AUBURN — The school district is working toward a plan to return all students to in-person instruction at least four days a week, but it likely won’t happen by Jan. 4.

The City Council last week passed a resolution asking the School Committee to allow students to return by that date.

Assistant Superintendent Michelle McClellan told the committee Wednesday night that the re-entry steering committee, which she chairs, has been looking at options for doing that in a safe way.

“We will continue after today,” McClellan said. “We will dive deeper into the options, balancing them with safety precautions, guidelines from the state with some adjustments.”

State guidelines call for mask-wearing and social distancing of at least 3 feet between each person in a room.

Because of the extra space needed, schools have been operating under a hybrid system of groups attending in-person classes twice a week and working remotely three days.


The system is designed to limit exposure to COVID-19, a deadly pandemic that is surging around the country. Maine hit another record high Wednesday with 551 new cases reported.

Schools have been identified by health officials as relatively safe places, and a survey of Auburn parents and students showed that a majority of each wanted schools to fully reopen.

McClellan said that in light of “the community transmission right now,” the steering committee would make sure it could find a way to reopen safely.

“The goal is not if but when we come back and can increase student learning at a time when it is appropriate,” she said.

Brian Carrier, the City Council’s representative to the School Committee, said the council had wanted to know whether it would be possible to open schools for four-day instruction by Jan. 4. That is when the Christmas break ends.

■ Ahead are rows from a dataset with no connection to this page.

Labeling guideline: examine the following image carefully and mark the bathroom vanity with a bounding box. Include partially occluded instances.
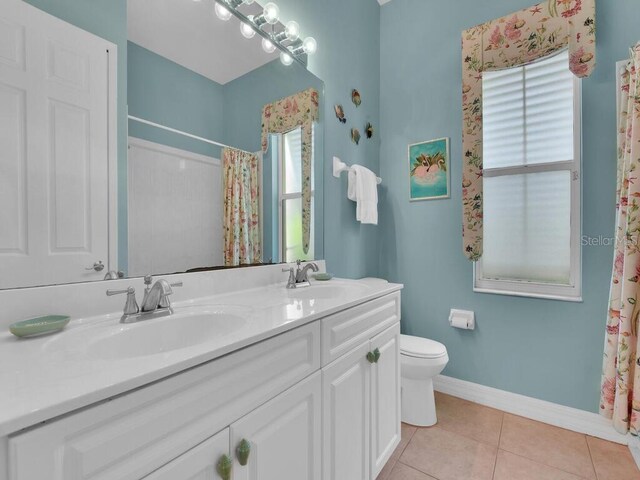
[0,266,402,480]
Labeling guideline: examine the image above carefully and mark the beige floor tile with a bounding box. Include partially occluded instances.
[587,437,640,480]
[376,423,418,480]
[376,457,398,480]
[391,423,418,460]
[436,392,504,446]
[400,427,497,480]
[500,413,596,479]
[493,450,582,480]
[389,462,436,480]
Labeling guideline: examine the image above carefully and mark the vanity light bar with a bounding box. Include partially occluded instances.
[211,0,318,66]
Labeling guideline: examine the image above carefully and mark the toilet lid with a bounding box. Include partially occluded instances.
[400,335,447,358]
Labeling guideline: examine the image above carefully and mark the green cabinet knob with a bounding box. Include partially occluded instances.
[216,455,233,480]
[367,352,376,363]
[236,438,251,467]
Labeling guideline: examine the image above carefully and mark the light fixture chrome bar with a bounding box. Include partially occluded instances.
[214,0,307,68]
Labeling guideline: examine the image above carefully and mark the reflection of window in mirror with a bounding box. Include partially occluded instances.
[274,128,315,262]
[475,50,581,300]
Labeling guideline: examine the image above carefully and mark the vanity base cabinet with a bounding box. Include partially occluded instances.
[6,293,400,480]
[231,372,322,480]
[144,428,230,480]
[8,322,320,480]
[371,324,401,479]
[322,341,371,480]
[322,323,400,480]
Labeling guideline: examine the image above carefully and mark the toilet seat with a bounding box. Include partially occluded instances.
[400,335,447,358]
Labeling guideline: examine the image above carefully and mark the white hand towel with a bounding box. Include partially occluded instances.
[347,165,378,225]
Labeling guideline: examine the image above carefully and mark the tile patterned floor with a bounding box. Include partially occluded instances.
[377,393,640,480]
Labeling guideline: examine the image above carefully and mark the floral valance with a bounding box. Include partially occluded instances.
[462,0,596,261]
[262,88,318,253]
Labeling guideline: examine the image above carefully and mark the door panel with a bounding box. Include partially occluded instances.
[144,428,229,480]
[0,0,111,288]
[231,372,322,480]
[371,323,400,478]
[322,341,371,480]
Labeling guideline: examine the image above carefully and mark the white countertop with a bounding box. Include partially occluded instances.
[0,279,402,437]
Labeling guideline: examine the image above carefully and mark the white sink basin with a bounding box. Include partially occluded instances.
[45,306,251,359]
[287,281,367,300]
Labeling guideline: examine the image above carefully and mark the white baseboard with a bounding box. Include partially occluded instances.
[433,375,628,446]
[629,435,640,468]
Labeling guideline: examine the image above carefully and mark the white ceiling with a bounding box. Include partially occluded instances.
[127,0,280,85]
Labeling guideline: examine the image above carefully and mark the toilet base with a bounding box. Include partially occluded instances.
[401,378,438,427]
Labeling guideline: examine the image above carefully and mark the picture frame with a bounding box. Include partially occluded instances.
[407,137,451,202]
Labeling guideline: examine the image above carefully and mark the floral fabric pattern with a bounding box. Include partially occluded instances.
[462,0,596,261]
[600,43,640,436]
[222,148,262,266]
[262,88,318,253]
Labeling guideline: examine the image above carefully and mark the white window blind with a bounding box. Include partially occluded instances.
[476,50,580,296]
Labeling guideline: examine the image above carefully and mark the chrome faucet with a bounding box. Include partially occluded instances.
[282,260,320,288]
[296,260,320,284]
[107,275,183,323]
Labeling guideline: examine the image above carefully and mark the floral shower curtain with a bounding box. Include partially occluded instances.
[222,148,262,266]
[262,88,318,253]
[462,0,596,261]
[600,43,640,435]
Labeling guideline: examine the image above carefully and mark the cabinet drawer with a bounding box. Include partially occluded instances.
[144,428,229,480]
[322,293,400,366]
[9,322,320,480]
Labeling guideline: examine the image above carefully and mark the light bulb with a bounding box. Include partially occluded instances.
[215,2,231,22]
[302,37,318,55]
[284,20,300,42]
[280,52,293,67]
[263,2,280,25]
[262,38,276,53]
[240,15,256,38]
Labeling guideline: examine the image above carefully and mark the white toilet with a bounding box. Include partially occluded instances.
[400,335,449,427]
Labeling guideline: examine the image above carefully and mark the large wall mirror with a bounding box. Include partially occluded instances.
[0,0,324,289]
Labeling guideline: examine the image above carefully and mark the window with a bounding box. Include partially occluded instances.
[474,50,581,301]
[278,128,315,262]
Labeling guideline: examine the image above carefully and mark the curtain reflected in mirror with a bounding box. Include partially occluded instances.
[222,148,262,266]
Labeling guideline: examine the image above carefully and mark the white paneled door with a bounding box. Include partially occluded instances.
[0,0,115,288]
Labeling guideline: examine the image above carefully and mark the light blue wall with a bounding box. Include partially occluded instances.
[127,42,224,158]
[224,60,326,261]
[27,0,127,276]
[277,0,380,278]
[380,0,640,411]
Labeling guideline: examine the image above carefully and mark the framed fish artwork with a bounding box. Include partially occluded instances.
[409,138,451,202]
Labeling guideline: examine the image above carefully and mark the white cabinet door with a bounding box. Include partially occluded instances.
[231,372,322,480]
[322,340,372,480]
[370,323,400,479]
[0,0,116,288]
[144,428,229,480]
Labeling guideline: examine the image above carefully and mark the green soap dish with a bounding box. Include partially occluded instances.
[313,273,333,282]
[9,315,71,337]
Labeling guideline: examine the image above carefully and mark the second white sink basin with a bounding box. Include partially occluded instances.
[45,307,250,359]
[287,281,367,300]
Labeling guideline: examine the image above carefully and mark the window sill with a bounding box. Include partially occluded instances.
[473,286,582,303]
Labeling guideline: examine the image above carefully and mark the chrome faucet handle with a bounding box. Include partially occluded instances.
[158,282,184,308]
[107,287,140,318]
[282,267,296,288]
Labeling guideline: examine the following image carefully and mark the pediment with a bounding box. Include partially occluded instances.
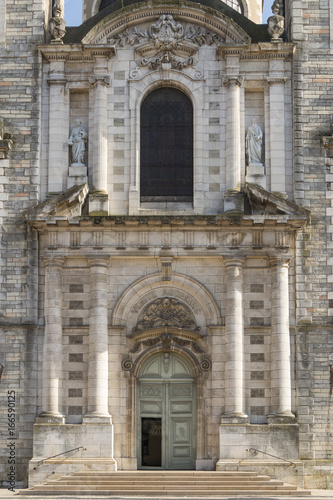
[81,2,250,47]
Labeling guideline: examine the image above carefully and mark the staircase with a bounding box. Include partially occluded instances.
[20,471,311,498]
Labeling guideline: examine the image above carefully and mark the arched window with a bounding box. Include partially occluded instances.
[223,0,244,14]
[140,87,193,202]
[99,0,116,11]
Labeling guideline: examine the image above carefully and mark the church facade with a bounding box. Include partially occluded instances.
[0,0,333,488]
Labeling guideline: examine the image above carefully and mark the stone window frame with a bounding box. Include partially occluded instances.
[129,69,204,215]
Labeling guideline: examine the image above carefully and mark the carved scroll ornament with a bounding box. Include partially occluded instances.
[108,14,223,52]
[134,297,198,331]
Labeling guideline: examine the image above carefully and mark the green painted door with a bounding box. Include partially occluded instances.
[137,353,196,469]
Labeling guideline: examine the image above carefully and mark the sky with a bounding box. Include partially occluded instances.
[65,0,273,26]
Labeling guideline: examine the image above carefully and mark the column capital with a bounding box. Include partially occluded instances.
[269,256,291,269]
[42,257,66,267]
[222,75,244,87]
[266,76,287,85]
[87,255,110,267]
[47,77,67,87]
[89,75,111,86]
[223,257,245,267]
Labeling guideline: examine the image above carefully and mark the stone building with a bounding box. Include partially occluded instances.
[0,0,333,488]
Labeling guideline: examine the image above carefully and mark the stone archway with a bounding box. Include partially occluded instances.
[137,351,196,469]
[112,273,223,469]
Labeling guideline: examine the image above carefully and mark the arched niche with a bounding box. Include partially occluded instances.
[111,273,222,336]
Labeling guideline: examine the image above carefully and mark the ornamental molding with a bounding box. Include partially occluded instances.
[133,297,200,332]
[108,14,223,70]
[108,14,225,54]
[121,327,212,374]
[222,75,244,87]
[138,51,197,70]
[89,75,111,85]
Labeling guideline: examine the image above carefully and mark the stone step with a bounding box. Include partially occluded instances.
[20,471,310,498]
[20,488,311,498]
[48,478,283,488]
[35,481,297,491]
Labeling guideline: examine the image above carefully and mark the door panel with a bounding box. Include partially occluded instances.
[138,355,196,469]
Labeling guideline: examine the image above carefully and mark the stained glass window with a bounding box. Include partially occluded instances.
[140,87,193,202]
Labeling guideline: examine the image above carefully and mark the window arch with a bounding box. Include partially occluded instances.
[220,0,244,14]
[140,87,193,202]
[98,0,116,12]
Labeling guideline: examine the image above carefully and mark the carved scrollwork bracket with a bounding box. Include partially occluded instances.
[222,75,244,87]
[89,75,111,85]
[121,328,212,373]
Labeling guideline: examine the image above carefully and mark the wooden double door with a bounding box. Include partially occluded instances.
[137,353,196,469]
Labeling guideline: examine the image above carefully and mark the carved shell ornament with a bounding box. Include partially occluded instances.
[134,297,198,331]
[108,14,223,70]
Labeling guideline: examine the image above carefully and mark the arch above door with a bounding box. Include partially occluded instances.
[137,352,196,469]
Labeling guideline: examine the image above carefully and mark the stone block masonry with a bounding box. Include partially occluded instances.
[290,1,333,464]
[0,0,47,486]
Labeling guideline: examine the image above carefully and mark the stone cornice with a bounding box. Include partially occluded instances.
[38,43,116,62]
[217,43,296,60]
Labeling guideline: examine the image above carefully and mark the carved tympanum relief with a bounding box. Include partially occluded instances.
[134,297,199,331]
[108,14,223,70]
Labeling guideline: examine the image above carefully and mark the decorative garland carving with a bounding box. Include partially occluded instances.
[109,14,223,52]
[121,358,134,372]
[134,297,199,331]
[138,51,196,70]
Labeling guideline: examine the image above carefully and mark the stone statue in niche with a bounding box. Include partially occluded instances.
[246,120,263,165]
[68,120,87,166]
[49,0,66,43]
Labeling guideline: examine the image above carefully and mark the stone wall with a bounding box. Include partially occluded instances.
[289,1,333,460]
[0,0,46,483]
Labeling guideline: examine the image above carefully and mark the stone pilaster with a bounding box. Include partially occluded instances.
[221,258,248,423]
[267,60,286,194]
[40,258,64,423]
[89,56,110,215]
[83,257,111,423]
[48,60,69,193]
[269,257,294,423]
[223,75,243,191]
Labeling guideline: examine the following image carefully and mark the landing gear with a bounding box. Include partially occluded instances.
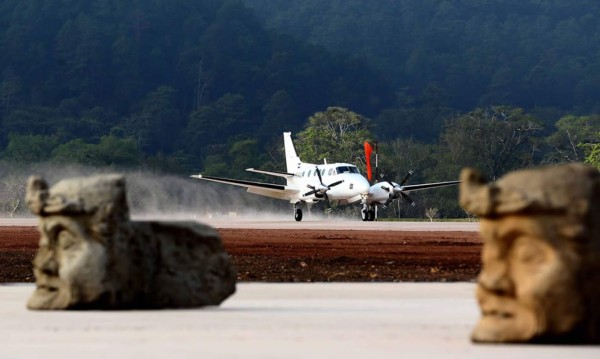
[294,202,302,222]
[294,208,302,222]
[360,204,375,222]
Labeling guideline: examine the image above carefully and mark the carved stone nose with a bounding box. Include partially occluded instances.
[477,265,514,295]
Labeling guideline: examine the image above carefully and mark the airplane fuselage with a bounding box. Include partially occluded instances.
[288,163,370,204]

“I told them that in practical terms, it probably would not happen, because there are so many moving parts,” Carrier said Wednesday night.


Parent Susan Simpson, whose husband, David Simpson, is vice chairman of the School Committee, told the committee she was disappointed that the district was not using its $1.9 million audiovisual system to teach lessons.

Superintendent Connie Brown said the systems are installed and teachers are using them. The Pro-AV technology allows remote students to participate in live classes on the days those students are not in class.

“My understanding is that we are at the tail end of implementation,” Brown said.

She said some teachers wanted more training. “In terms of universal use, we are not there yet.”

Susan Simpson also told the committee she believed administrators were not listening to parents and students who want to return to school full time.

“I’m not the only parent questioning why they are not in class,” she said. “It doesn’t make sense to me that our kids cannot be receiving five days a week of school.”